Smaller films garner most Golden Globe nods -- Indie movies like ''Sideways'' win more nominations that big-budgeted mainstream fare

By Allison Hope Weiner
Updated January 01, 2005 at 05:00 AM EST
Credit: Sideways: Merie W. Wallace

Julia Roberts won’t need that babysitter after all. And Mel Gibson will finally have time to arrange his sock drawer. In an unexpected twist, the red carpet at the Jan. 16 Golden Globes will emphasize critical favorites over star power. Sure, Nicole Kidman, who scored her fourth straight nod when the Hollywood Foreign Press announced its nominations on Dec. 13, will be back, but this time she’ll be joined by first-timers like Vera Drake‘s Imelda Staunton and Closer‘s Clive Owen.

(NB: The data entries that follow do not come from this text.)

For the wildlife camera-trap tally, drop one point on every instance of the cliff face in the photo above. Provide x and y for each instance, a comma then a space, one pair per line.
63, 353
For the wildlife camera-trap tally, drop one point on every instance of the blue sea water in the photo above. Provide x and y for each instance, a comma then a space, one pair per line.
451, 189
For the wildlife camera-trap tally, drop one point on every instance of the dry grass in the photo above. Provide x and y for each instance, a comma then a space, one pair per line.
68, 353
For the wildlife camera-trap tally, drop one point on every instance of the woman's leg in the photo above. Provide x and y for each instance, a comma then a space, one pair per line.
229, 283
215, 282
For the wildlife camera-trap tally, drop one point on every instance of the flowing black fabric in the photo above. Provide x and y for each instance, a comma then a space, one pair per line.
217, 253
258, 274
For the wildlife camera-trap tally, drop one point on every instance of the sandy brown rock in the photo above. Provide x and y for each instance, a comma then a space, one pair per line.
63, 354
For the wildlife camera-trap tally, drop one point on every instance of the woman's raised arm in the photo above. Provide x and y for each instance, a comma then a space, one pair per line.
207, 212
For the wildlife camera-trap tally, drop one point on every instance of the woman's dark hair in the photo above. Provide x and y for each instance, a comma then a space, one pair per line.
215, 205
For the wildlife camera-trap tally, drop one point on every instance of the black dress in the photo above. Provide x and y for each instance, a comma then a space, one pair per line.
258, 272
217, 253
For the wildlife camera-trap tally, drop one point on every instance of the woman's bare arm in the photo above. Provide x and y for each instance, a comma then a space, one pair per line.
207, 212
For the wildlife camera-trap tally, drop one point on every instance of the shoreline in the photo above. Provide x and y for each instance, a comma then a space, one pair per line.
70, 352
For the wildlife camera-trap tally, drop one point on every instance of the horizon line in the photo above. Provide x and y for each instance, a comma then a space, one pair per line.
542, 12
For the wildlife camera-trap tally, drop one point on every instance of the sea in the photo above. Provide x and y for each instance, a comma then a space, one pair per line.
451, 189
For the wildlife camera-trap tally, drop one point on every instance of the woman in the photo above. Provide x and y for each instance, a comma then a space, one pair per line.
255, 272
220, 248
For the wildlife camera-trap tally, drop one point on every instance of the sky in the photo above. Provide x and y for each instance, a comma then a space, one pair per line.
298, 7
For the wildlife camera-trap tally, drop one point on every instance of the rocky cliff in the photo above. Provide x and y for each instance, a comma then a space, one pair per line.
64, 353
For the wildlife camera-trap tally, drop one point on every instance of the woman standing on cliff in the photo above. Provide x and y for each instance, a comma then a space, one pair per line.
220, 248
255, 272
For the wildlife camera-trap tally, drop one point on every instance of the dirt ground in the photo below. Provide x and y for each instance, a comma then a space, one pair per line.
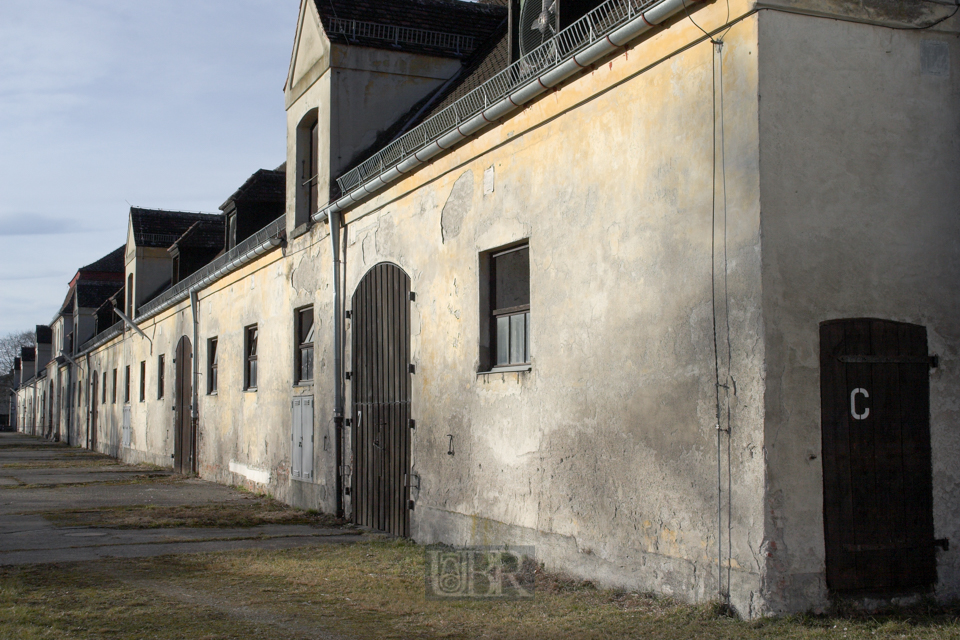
91, 548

The year’s big success stories? Not Gibson or his The Passion of the Christ, 2004’s third-highest-grossing film, which earned zero nods, but actor Jamie Foxx (who scored a single-year record with three acting nods: for Ray, Collateral, and the telepic Redemption); and director Alexander Payne’s A-list-free Sideways, which grabbed the most film nominations (seven), including best comedy. ”I’m the comeback kid,” jokes former Wings star and Sideways supporting-actor nominee Thomas Haden Church. ”This has reignited my passion for performing.”

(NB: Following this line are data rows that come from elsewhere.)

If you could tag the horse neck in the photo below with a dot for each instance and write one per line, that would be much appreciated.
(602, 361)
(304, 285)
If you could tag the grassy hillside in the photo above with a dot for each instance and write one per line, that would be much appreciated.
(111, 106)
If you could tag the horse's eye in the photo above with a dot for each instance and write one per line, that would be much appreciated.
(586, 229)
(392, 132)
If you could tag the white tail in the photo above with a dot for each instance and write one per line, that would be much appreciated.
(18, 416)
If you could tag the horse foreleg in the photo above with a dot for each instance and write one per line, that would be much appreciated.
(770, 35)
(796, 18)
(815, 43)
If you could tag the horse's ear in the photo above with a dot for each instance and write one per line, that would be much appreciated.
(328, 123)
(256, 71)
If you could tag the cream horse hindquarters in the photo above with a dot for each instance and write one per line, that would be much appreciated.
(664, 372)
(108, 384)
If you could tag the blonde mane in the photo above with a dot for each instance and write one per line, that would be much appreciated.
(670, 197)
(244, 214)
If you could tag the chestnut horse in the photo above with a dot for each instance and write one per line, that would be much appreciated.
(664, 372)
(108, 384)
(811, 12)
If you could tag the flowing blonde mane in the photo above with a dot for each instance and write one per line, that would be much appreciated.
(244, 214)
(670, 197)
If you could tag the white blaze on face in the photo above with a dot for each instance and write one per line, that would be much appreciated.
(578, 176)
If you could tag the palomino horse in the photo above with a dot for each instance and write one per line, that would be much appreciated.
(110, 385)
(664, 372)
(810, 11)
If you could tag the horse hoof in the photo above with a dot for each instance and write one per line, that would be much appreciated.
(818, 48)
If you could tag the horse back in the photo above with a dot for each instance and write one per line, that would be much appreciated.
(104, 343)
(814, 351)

Even many of the marquee names who did make the cut (Finding Neverland‘s Johnny Depp, Hotel Rwanda‘s Don Cheadle, Birth‘s Kidman) did so for roles in smaller movies that weren’t headline-making hits. ”The film has no sex, no violence — nothing that normally sells,” says Neverland director and first-time nominee Marc Forster. ”Since we live in such a cynical world, I wasn’t sure how people would respond to the innocence in it.”

While that very quality may help make Neverland more Globes-friendly, the TV picks were definitely short on sentimentality. In the comedy race, it’s sex and the suburbs versus Sex and the City, as ABC’s breakout hit Desperate Housewives earned five nods, including best comedy series (see sidebar) and acting honors for stars Marcia Cross, Felicity Huffman, and Teri Hatcher. ”It feels like we’ve arrived,” says Housewives exec producer Marc Cherry. ”It’s official now.”

Ditto for FX. HBO received a lion’s share of 20 nominations, but the newly anointed hot cable channel was FX, with six nods for darker fare like The Shield and Nip/Tuck. ”It’s an aggressive statement from a cable channel that still needs commercials,” says Nip/Tuck best-actor nominee Julian McMahon. ”It adds credibility to the network.” And, ironically, to the good old Globes.